An einem Samstag Ende Januar machte Najib Razak den fünf großen Religionen Malaysias seine Aufwartung. Zum beginnenden Wahlkampf wollte der Premierminister ein Zeichen der Harmonie und dies Miteinanders setzen in einer Zeit, in der von islamischen Hitzköpfen Hass gegen Minderheitsreligionen gepredigt und die Spannungen zwischen den Religionen geschürt werden. In Kuala Lumpurs Stadtteil Brickfields schaute Najib bei Tempeln von Hindus, Taoisten und Buddhisten sowie an der Tamil Methodist Church vorbei, setzte aber keinen Fuß in eines der Gotteshäuser. Nur die Moschee besuchte der gläubige Muslim.

Seid nett zueinander, aber wahrt Distanz, ist die Botschaft, die Najib an die Bürger des multiethnischen, multireligiösen, aber mehrheitlich islamischen Malaysia aussendete. Eine Botschaft, die im Gegensatz zu der von Najib gleich nach seinem Amtsantritt 2009 initiierten Kampagne "1Malaysia" steht, was so viel wie "Wir sind ein Volk" bedeutet. Malaysia muss bis spätestens Frühsommer ein neues Parlament wählen und erstmalig seit über 50 Jahren erscheint ein Machtwechsel möglich.

"Allah" steht auch in der malayischen Bibel für "Gott"

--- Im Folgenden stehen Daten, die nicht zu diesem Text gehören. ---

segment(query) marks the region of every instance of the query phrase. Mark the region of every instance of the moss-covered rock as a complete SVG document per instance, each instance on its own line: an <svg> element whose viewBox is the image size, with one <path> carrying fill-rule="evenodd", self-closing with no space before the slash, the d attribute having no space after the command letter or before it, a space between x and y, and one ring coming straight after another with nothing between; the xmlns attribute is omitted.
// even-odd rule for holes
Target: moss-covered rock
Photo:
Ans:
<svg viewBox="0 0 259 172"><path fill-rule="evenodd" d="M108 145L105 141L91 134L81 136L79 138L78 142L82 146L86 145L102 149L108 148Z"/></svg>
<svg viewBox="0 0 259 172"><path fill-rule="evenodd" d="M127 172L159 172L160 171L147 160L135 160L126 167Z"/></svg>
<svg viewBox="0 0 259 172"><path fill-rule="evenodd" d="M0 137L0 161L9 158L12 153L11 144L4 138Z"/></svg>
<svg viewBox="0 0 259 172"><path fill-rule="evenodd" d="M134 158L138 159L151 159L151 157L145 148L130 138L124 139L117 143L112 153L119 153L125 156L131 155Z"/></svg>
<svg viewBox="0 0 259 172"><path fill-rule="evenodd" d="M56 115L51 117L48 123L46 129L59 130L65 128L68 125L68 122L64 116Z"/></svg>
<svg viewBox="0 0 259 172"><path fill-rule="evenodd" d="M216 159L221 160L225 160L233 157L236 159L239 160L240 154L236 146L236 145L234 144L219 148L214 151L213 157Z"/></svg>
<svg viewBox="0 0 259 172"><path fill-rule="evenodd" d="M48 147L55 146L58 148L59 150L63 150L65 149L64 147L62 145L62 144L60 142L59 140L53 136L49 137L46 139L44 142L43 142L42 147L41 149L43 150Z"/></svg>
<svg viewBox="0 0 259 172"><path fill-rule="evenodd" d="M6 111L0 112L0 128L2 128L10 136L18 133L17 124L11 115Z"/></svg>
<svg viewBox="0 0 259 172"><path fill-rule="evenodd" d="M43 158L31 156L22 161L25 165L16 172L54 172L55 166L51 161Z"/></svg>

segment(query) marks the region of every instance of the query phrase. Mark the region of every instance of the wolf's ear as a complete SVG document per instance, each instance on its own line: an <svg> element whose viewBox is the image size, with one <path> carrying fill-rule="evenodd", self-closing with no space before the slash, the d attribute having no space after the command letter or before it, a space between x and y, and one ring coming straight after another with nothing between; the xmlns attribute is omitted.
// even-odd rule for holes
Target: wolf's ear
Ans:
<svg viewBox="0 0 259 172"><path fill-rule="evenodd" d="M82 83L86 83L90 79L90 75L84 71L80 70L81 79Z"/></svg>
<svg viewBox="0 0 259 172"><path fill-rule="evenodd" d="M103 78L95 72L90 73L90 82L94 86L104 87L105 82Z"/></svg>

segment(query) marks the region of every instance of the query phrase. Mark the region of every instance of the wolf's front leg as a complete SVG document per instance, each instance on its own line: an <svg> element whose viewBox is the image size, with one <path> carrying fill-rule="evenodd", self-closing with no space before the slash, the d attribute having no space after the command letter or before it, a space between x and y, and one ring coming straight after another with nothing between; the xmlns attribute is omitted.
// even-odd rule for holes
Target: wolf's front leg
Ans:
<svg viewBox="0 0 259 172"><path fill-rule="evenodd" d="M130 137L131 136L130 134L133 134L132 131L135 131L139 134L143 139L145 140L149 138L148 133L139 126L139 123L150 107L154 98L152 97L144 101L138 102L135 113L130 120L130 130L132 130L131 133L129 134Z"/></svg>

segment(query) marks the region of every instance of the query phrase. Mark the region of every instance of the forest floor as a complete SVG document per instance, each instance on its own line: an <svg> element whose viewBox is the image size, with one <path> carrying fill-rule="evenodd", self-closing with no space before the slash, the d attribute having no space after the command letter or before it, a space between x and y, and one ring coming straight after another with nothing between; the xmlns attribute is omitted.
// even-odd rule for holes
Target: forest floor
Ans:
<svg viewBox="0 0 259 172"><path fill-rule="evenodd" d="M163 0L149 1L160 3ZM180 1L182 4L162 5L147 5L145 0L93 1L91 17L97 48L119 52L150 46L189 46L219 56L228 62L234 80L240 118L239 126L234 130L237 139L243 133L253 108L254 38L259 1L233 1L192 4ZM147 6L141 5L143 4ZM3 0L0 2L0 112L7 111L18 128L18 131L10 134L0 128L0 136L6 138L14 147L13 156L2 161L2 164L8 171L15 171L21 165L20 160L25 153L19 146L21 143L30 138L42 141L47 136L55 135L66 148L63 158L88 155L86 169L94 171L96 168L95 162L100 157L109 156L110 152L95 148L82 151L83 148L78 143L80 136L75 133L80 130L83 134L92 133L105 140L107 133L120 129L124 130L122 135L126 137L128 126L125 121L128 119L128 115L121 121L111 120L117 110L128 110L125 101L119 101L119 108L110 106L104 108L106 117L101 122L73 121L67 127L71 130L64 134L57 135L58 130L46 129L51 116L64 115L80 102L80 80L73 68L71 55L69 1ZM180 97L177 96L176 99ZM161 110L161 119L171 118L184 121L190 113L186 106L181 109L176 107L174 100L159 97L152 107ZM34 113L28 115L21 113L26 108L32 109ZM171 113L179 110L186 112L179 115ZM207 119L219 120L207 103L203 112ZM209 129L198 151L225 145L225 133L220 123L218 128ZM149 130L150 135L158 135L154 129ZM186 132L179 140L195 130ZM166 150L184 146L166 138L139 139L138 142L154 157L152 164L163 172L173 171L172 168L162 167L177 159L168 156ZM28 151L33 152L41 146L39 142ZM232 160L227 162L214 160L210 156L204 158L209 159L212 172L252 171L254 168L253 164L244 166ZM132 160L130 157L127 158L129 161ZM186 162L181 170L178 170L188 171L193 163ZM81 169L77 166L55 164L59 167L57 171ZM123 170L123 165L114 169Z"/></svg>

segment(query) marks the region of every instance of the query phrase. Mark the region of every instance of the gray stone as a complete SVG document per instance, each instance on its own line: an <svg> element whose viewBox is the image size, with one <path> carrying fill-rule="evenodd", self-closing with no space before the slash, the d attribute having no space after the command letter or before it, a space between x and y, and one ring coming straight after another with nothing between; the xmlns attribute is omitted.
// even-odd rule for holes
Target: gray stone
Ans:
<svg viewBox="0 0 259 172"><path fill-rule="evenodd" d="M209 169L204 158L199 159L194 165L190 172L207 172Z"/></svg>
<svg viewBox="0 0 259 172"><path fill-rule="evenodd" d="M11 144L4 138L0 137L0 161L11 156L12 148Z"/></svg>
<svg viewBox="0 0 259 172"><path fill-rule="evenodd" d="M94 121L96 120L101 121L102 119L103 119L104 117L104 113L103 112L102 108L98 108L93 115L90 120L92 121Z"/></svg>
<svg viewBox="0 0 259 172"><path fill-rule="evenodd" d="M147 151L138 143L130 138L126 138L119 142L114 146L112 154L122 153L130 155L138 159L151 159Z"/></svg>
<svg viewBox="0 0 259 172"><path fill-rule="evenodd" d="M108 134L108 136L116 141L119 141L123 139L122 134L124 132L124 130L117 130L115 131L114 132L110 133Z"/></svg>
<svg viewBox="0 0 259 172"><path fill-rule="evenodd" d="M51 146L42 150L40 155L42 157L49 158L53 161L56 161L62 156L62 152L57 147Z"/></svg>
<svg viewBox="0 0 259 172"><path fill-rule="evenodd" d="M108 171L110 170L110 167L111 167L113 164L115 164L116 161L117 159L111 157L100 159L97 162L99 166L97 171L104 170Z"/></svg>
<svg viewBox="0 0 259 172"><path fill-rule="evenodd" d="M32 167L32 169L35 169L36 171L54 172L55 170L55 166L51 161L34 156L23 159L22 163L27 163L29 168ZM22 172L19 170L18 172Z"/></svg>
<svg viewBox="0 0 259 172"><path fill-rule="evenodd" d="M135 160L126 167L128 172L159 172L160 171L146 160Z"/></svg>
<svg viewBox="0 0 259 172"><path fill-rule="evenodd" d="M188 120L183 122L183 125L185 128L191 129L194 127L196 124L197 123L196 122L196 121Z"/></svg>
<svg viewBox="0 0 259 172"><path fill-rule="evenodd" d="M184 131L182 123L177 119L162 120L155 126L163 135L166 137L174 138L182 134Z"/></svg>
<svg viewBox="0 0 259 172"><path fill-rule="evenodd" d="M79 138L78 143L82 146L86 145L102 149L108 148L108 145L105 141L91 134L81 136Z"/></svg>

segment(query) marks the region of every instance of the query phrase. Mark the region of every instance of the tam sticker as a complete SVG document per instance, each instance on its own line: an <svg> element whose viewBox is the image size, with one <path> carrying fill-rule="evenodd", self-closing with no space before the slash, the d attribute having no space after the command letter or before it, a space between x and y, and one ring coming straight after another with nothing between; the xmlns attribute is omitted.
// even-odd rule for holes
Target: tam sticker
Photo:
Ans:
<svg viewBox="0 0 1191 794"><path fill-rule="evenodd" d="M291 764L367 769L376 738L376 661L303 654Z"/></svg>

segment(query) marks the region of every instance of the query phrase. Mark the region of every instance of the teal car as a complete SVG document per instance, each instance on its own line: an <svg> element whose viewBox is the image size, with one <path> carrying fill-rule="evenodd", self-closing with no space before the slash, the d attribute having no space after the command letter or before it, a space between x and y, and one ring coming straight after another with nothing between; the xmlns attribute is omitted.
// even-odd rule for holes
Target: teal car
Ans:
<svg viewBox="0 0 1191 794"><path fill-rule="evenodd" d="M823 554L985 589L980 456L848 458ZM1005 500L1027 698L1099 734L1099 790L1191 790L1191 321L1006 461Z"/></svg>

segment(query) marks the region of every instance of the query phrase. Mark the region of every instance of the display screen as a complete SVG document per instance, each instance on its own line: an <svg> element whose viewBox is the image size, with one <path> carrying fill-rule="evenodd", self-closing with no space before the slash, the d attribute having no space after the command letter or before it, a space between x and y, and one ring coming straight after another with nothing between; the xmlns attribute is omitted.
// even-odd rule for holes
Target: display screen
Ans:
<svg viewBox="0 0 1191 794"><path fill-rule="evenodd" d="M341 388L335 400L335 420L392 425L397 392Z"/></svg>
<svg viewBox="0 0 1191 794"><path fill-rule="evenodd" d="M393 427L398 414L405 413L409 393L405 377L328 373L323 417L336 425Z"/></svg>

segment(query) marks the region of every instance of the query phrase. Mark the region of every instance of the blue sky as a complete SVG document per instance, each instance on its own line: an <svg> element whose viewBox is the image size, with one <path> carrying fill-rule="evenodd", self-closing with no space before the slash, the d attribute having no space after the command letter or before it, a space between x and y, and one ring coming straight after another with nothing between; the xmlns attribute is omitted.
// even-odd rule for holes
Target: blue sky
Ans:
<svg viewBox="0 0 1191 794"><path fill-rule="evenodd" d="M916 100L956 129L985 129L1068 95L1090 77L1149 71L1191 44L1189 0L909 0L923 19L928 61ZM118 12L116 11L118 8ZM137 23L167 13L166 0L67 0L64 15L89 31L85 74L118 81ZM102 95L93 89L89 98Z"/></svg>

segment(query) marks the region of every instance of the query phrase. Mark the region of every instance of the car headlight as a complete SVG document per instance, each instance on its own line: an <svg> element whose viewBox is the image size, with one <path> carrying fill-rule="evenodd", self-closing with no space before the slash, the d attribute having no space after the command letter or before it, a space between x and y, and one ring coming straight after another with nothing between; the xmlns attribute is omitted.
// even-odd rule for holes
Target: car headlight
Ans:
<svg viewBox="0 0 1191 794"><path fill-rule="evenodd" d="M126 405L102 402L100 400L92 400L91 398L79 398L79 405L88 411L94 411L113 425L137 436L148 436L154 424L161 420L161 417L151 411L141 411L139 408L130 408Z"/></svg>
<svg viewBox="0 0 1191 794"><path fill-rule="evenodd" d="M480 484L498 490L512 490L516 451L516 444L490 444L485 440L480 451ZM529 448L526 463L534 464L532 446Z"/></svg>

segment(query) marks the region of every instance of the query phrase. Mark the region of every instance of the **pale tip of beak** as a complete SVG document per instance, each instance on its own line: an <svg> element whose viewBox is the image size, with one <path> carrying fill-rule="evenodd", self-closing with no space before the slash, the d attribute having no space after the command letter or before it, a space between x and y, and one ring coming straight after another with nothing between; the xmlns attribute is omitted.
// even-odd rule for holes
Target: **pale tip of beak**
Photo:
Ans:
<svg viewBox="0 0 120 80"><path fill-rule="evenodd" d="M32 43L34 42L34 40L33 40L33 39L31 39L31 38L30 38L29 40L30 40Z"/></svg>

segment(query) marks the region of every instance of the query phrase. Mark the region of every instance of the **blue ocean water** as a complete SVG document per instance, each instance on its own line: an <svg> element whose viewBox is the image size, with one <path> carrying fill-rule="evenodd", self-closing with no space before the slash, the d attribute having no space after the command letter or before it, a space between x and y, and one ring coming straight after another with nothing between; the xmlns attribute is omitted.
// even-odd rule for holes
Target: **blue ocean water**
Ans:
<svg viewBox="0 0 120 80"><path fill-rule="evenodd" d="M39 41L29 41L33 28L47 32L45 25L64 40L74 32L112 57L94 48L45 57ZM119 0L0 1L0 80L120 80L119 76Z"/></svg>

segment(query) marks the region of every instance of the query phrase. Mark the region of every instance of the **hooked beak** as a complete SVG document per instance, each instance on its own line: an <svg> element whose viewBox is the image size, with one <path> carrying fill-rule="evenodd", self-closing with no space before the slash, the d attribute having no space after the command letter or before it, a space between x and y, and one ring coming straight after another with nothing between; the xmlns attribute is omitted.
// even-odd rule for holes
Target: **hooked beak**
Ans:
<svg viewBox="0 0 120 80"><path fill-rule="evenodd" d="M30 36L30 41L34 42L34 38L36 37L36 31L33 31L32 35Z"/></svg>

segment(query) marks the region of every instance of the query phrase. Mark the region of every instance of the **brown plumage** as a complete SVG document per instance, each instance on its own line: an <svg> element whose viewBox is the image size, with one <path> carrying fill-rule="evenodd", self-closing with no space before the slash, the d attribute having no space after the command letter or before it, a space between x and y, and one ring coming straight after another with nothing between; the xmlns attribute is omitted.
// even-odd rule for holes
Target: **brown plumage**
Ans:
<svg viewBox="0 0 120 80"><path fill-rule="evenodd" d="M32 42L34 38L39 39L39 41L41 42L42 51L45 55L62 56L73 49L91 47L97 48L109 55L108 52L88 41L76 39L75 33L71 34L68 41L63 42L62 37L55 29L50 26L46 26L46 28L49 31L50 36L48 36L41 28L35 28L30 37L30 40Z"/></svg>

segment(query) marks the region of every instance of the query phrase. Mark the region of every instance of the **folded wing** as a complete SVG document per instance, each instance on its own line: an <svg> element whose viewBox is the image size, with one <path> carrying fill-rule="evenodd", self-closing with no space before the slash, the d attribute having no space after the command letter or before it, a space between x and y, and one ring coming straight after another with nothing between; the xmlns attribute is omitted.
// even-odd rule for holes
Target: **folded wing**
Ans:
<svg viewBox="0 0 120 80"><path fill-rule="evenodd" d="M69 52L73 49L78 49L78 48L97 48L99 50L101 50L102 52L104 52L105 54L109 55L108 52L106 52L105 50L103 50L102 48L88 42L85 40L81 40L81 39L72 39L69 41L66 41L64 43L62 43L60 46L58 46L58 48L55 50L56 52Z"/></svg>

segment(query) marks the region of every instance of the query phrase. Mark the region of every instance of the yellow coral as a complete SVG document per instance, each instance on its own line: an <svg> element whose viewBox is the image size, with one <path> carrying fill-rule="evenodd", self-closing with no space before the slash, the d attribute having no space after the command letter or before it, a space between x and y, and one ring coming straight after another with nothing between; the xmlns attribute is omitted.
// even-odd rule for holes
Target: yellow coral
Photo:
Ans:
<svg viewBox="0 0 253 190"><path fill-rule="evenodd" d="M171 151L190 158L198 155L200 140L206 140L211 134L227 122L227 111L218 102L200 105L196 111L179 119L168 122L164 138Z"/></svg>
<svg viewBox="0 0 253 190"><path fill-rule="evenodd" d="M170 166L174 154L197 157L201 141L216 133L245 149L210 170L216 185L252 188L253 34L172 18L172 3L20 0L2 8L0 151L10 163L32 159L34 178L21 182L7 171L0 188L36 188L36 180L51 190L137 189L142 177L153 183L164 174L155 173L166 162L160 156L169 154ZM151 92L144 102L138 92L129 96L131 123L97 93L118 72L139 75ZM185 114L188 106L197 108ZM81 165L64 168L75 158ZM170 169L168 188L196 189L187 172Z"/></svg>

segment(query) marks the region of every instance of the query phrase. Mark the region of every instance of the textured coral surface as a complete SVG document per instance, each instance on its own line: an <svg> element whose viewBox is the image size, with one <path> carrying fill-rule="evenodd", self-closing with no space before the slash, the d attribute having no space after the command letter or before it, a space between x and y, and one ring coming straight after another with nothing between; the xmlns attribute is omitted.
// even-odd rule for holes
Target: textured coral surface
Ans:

Die Religionstour durch Brickfields enttäuschte aber all jene Malaysier jeglichen Glaubens, die ein klares Wort ihres Premierministers zu der immer mehr außer Kontrolle geratenden Kontroverse um das Wort Allah erwartet hatten. Najib aber zog es vor, weiterhin zu schweigen. Um was es bei der Allah-Kontroverse geht, ist schwer zu beschreiben und wirkt beinahe grotesk.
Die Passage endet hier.